MCHC Blood Test: Mean Corpuscular Hemoglobin Concentration Explained

Blood

Other names: Mean RBC Iron Concentration, MCHC, Mean Corpuscular Hemoglobin Concentration, Mean Cell Hemoglobin Concentration, Mean Cell Hb Conc, Mean Cell Hb Concentration, Mean Corp Hb Conc, Mean Corp. Hgb Conc., Mean Corp. Hgb Conc (MCHC), MCHC Blood Test, MCHC Blood Test Low, Low MCHC, Low MCHC Blood Test, MCHC Low, MCHC High, MCHC g/dL, MCHC g/L, Mean Corpuscular Hgb Conc, Mean Corpuscular Hgb Conc (MCHC), Mean Corpusc. Hb. Conc. (MCHC), MCHC (Mean Corpuscular Hgb Conc), Mean Cell Haemoglobin Concentration (UK spelling), Mean Corp Hemo Conc, Mean Corp Hb, Corpuscular Hemoglobin Concentration, MCHC 31, MCHC 31.1, MCHC 31.2, MCHC 31.3, MCHC 31.4, MCHC 31.5, MCHC 31.6, MCHC 31.7, MCHC 31.8, MCHC 31.9, MCHC 30, MCHC 32, MCHC 30.5, MCHC 32.5, MCHC 33, MCHC 35.7, CHCM (French/Spanish), CCMH (French), Hemoglobina Corpuscular Media (Spanish), Conc Media de Hb Corpuscular (Spanish), МСНС (Russian), CBC MCHC, CBC with Differential MCHC, MCH Blood Test (related, sometimes confused)

check icon Optimal Result: 31.5 - 35.7 g/dL, 19.59 - 22.2 mmol/L, or 315 - 357 g/L.

QUICK ANSWER

MCHC (Mean Corpuscular Hemoglobin Concentration) measures how densely packed hemoglobin is inside each red blood cell.

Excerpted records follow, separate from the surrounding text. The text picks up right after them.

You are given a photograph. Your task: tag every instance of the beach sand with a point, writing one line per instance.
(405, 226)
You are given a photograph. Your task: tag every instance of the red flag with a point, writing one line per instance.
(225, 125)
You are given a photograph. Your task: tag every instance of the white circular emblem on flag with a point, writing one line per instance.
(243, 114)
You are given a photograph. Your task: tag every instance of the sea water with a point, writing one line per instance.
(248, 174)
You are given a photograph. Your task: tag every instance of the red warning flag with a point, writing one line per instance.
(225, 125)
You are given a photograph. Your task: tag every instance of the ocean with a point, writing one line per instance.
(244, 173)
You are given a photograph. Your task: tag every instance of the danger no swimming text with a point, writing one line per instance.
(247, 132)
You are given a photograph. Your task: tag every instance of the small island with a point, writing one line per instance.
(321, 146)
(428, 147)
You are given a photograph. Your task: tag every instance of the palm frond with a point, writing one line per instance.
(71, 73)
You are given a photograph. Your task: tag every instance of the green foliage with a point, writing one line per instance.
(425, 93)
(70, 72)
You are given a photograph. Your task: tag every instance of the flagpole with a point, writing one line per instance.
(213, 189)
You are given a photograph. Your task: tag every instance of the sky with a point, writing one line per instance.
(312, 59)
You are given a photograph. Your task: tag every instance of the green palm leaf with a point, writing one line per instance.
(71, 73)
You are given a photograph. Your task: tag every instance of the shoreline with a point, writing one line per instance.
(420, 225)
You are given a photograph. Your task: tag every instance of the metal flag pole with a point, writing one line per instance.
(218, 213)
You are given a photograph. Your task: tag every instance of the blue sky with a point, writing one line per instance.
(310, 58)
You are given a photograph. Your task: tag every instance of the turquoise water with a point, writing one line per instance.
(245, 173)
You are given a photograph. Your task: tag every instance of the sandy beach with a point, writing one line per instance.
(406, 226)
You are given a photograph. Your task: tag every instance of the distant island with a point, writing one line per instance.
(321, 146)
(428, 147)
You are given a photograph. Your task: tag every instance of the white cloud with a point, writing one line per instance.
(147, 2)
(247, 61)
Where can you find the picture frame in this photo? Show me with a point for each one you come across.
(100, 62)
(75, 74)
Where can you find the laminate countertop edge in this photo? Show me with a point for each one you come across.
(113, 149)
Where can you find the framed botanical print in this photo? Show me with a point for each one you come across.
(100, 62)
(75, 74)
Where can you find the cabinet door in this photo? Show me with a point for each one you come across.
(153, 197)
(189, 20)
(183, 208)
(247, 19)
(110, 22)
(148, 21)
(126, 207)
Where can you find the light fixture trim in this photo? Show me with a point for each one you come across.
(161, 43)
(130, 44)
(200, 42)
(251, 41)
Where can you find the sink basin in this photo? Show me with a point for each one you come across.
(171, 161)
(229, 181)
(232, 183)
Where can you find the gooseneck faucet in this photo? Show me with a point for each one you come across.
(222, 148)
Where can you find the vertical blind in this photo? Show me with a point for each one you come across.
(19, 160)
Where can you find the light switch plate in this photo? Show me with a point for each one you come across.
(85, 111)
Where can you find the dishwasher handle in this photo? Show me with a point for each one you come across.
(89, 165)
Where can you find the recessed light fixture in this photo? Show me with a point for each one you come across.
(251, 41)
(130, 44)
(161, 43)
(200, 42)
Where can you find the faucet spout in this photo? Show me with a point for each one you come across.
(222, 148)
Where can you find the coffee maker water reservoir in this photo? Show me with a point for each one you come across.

It is part of every standard CBC.

Normal range: 32–36 g/dL (most labs); some labs report 31.5–35.7 g/dL

MCHC result What it generally means
32–36 g/dL Normal
31–31.9 g/dL Mildly low — often early iron deficiency or normal variation; isolated result frequently not clinically significant
30–30.9 g/dL Clearly low in most labs — iron deficiency more likely; interpret with MCV, RDW, ferritin
Below 30 g/dL Significantly low — evaluate for iron deficiency anemia or thalassemia
Above 36 g/dL Elevated — uncommon; may indicate hemolysis, spherocytosis, or lab artifact

Most people with MCHC in the 30–32 g/dL range do not have a serious condition, particularly when hemoglobin is normal and there are no symptoms. A single mildly low MCHC is one of the most common minor CBC findings.


WHAT DOES MCHC STAND FOR?

MCHC stands for Mean Corpuscular Hemoglobin Concentration — the average concentration of hemoglobin in each red blood cell.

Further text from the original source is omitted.